I due uragani – Michele racconta come il primo uragano si sia scatenato sulla “Playa” una settimana prima dell’inizio della manifestazione. «E quella volta, ha piovuto decisamente più della seconda quando l’evento era già in corso. In entrambe le occasioni c’era fango ovunque. Questo è vero. Ma io non ho visto particolari scene di panico. Certo, era seccante dovere stare in tenda vista la quantità di opportunità che il festival offriva. Si ripiegava sul riposo, sulla meditazione, sullo yoga. Su nove giorni di festival sono rimasto in tenda un giorno e mezzo. Alla fine neanche poi molto».
Dalla musica all’arte – Ma quali sarebbero queste opportunità? Michele, che come volontario ha contribuito a realizzare una parte dell’enorme recinzione delimitante l’area, ne elenca alcune: «C’è di tutto. Dalla musica all’arte. Dal cibo allo sport. Io sono riuscito a fare anche un’ultraterrena. C’è un clima di integrazione. Uno dei principi è il dono. Poi c’è l’abbraccio. Cose che nella società fredda in cui viviamo vedi raramente. Il morto? Dispiace davvero. Però stiamo parlando di una persona su 70'000. E non sappiamo nemmeno bene come è deceduta».
«Fuori dalla zona di comfort» – Asiatici, russi, europei, americani. «Devo dire la verità: mi hanno detto che c’erano altri svizzeri, ma non ne ho incontrato nemmeno uno, talmente c’era tanta gente.
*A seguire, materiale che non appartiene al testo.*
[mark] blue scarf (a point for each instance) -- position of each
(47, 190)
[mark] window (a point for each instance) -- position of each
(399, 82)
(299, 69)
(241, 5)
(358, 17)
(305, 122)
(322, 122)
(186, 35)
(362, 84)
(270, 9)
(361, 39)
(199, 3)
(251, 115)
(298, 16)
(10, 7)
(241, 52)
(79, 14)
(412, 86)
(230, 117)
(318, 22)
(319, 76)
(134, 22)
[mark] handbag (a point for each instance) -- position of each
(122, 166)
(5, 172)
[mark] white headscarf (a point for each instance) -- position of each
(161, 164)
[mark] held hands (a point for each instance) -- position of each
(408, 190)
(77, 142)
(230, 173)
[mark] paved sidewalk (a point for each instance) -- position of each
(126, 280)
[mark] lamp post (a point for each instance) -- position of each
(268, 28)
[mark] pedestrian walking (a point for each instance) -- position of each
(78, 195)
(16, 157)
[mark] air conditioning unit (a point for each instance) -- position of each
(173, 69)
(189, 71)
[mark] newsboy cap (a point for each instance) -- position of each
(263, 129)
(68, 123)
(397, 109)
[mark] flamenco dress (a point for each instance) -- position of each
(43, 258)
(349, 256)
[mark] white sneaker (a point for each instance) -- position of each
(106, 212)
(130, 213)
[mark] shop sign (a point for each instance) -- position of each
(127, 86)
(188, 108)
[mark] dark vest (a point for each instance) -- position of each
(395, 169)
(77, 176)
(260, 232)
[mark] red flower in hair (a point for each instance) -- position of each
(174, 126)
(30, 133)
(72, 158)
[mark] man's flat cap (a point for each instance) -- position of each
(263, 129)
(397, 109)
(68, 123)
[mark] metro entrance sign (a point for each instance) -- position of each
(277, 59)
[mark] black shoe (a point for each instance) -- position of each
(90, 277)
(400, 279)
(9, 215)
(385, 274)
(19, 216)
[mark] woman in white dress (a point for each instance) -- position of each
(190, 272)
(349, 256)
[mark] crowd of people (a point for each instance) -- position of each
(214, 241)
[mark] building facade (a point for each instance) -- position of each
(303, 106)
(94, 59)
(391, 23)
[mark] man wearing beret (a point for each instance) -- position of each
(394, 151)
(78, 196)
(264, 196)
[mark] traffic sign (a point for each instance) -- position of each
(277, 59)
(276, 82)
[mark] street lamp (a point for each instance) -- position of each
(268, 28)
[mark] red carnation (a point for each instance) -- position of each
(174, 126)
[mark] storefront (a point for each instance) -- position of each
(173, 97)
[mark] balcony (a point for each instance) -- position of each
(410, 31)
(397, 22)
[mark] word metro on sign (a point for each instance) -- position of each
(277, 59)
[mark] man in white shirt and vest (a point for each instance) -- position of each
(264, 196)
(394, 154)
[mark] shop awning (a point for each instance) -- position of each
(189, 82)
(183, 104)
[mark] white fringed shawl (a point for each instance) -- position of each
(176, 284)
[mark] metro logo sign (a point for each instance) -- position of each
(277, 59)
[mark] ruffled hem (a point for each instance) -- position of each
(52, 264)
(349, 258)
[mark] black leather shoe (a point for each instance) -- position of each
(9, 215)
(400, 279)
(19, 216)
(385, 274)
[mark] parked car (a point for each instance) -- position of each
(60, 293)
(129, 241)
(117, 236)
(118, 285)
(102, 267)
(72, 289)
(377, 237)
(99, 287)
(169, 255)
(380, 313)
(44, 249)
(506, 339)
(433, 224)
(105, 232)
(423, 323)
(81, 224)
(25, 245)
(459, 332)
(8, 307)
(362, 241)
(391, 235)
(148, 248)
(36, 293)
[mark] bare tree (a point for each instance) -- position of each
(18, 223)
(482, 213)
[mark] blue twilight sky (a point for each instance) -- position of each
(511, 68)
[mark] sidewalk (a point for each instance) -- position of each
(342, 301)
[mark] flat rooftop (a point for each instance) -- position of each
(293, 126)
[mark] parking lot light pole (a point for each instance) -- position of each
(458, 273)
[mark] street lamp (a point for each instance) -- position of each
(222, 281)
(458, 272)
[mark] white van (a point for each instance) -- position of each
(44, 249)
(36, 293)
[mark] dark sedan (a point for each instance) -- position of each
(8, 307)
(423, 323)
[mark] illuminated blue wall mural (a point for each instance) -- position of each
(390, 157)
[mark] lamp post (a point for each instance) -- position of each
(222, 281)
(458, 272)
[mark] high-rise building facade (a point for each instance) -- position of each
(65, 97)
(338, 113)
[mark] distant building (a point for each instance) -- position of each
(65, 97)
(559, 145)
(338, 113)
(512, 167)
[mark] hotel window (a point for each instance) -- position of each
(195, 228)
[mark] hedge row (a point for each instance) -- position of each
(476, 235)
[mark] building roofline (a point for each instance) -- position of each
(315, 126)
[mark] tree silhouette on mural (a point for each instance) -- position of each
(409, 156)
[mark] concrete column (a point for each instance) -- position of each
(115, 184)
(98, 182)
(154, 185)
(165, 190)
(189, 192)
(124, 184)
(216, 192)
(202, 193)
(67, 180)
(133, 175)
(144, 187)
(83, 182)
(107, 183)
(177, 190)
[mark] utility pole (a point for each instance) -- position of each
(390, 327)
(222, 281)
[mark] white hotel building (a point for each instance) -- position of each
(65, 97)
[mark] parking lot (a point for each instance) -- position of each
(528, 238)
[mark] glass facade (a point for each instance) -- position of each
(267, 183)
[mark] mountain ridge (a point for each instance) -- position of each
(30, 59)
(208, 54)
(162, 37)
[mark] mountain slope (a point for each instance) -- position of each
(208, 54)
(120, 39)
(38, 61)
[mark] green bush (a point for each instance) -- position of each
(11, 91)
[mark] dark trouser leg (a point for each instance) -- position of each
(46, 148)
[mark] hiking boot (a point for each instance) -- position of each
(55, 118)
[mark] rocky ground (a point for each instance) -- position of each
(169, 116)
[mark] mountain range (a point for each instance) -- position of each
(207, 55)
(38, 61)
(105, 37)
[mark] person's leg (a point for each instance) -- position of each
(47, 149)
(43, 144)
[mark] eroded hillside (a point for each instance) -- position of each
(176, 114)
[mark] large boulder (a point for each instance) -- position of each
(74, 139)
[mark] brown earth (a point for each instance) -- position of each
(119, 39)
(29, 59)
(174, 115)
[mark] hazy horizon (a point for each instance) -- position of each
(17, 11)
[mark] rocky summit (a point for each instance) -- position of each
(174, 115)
Ho visto persone di ogni età. Tanti 40enni e 50enni. E anche diversi ultra 80enni. Uno era addirittura col girello. Il Burning Man, che si è concluso come sempre con l’incendio di una statua di legno alta circa 12 metri, è qualcosa di incredibilmente grande. E ti consente di uscire dalla tua zona di comfort: al campo bisognava imparare ad arrangiarsi. Ho notato una dedizione al lavoro altissima. Sul posto sono arrivati anche alcuni militari americani per valutare l'operato del Burning Man. La valutazione è stata ottima. Per me è stata un’esperienza indimenticabile e arricchente».